Park officials say expanding the inventory program is critical if they are to realize their goal of restoring the islands to the condition that they were in before settlers arrived in the 19th Century.
The new survey is to include an analysis of efforts to eradicate a large colony of feral pigs on Santa Rosa Island and to rid the islands of plants such as ivy. The pigs and many plant species were brought to the islands from the mainland.
“Inventory and resource-monitoring programs are incredibly important in today’s world” because of encroachment on natural environments, Channel Islands Park Supt. Mack Shaver said.
“It’s really hard to protect an ecosystem if you don’t even know what’s there,” Shaver said.
For years, researchers have dived into the thick kelp forests around San Miguel Island, where they counted fish and crustaceans and monitored plant growth; waded through tide pools in the park to measure black abalone, an overfished species that almost disappeared, and studied the habits of seals and sea lions off the coast of Anacapa Island during winter.
The areas to be studied on shore are much larger than in the marine environment, so the team of researchers, scientists and administrators has divided the park into 14 categories, 10 of which are on land, Shaver said.
Researchers plan to monitor the effects of grazing, drought and accelerated erosion on plant communities, said Gary Davis, a park research scientist. “Then there are areas that had pigs on them, or areas that are no longer grazed.
“We need to then look at our restoration efforts and evaluate the effect the changes had,” said Davis, who spent a decade designing parts of the resource-monitoring program.

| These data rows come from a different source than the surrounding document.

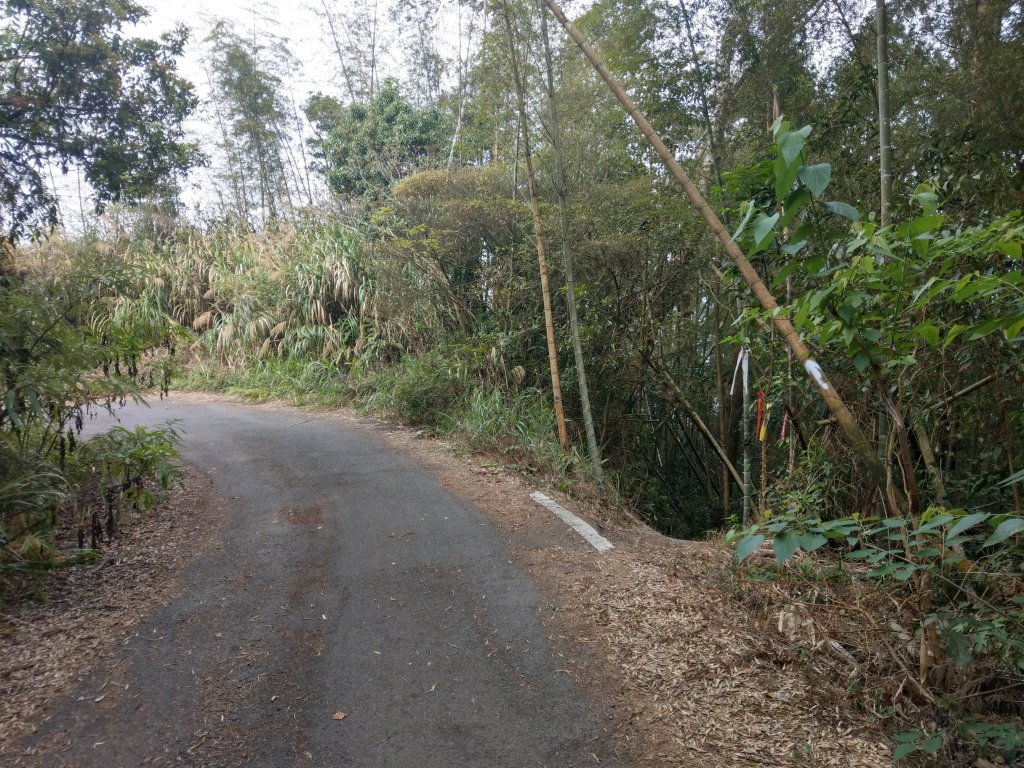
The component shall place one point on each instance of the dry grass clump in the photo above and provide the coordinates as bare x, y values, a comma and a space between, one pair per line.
47, 646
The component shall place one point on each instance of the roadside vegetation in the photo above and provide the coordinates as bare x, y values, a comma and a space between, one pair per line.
499, 257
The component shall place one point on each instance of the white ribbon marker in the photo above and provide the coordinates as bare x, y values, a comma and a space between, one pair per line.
597, 541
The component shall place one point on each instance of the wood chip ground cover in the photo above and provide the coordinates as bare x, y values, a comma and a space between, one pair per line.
689, 674
681, 670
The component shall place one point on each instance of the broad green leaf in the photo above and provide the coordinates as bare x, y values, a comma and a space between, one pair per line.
957, 647
796, 201
984, 329
955, 331
1014, 328
747, 546
935, 522
929, 333
812, 542
786, 270
1007, 528
785, 175
816, 177
794, 248
814, 264
882, 570
1016, 477
843, 209
903, 572
763, 227
748, 209
792, 143
1010, 248
968, 521
785, 545
927, 199
932, 745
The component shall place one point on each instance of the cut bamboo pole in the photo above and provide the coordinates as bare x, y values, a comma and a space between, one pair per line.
535, 210
844, 418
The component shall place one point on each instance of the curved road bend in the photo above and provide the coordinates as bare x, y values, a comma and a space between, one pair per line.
348, 585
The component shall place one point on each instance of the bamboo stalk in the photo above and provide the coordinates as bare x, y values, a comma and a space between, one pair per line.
561, 188
535, 210
855, 436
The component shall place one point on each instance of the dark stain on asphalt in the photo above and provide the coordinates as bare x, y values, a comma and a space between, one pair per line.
354, 613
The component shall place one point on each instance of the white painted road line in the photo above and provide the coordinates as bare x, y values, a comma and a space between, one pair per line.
597, 541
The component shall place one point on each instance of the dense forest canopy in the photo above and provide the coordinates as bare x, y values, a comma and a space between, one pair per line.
493, 248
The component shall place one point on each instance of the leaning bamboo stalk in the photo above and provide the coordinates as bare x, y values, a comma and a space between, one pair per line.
841, 413
535, 209
561, 189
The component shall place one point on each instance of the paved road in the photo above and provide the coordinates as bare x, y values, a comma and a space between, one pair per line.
348, 581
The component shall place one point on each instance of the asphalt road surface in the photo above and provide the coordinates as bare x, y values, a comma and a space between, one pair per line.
354, 613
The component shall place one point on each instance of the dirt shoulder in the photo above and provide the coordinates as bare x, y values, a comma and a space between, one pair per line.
684, 673
655, 629
85, 612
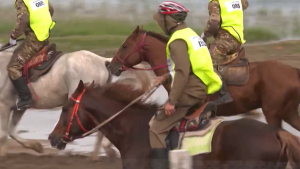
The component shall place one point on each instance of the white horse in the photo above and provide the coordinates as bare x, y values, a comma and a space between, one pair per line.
53, 90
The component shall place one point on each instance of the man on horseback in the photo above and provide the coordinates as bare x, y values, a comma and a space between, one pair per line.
191, 73
227, 26
34, 18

Davis said the research team, which will add seven employees because of the new funding, eventually will have much the same relationship as a doctor and patient.
“As physicians, we monitor the park’s health, then prescribe fitness measures, and, when needed, we give treatment,” Davis said.
“If we’re doing a checkup and find out that there are fewer Torrey pines on Santa Rosa than there should be, or less sea birds, then we’ll know there’s a problem to be dealt with.”
Shaver said the kind of information learned during the new study will allow park rangers to explain more of the area’s features.
“We’ll be able to tell visitors what the natural conditions are, what threats to the ecosystem exist and a lot more about restoration and protective measures,” he said.
Along with Channel Islands, Alaska’s Denali National Park, the Great Smoky Mountains National Park in Tennessee and North Carolina, and Virginia’s Shenandoah National Park were chosen for the program, said Dennis Fenn, deputy associate director for natural resources for the Park Service.
The parks were selected for the additional research because they already had inventory and monitoring programs under way, Fenn added.
The four-park pilot program is being funded through a $1.9-million congressional grant, Fenn said, adding that it would cost about $200 million a year to implement similar programs at the 250 parks nationwide.
Fenn said it is unlikely that Congress would allocate that much money at one time. He said it is more likely that the Park Service will get enough funding to conduct only inventories at all the parks, which would cost $25 million over 10 years.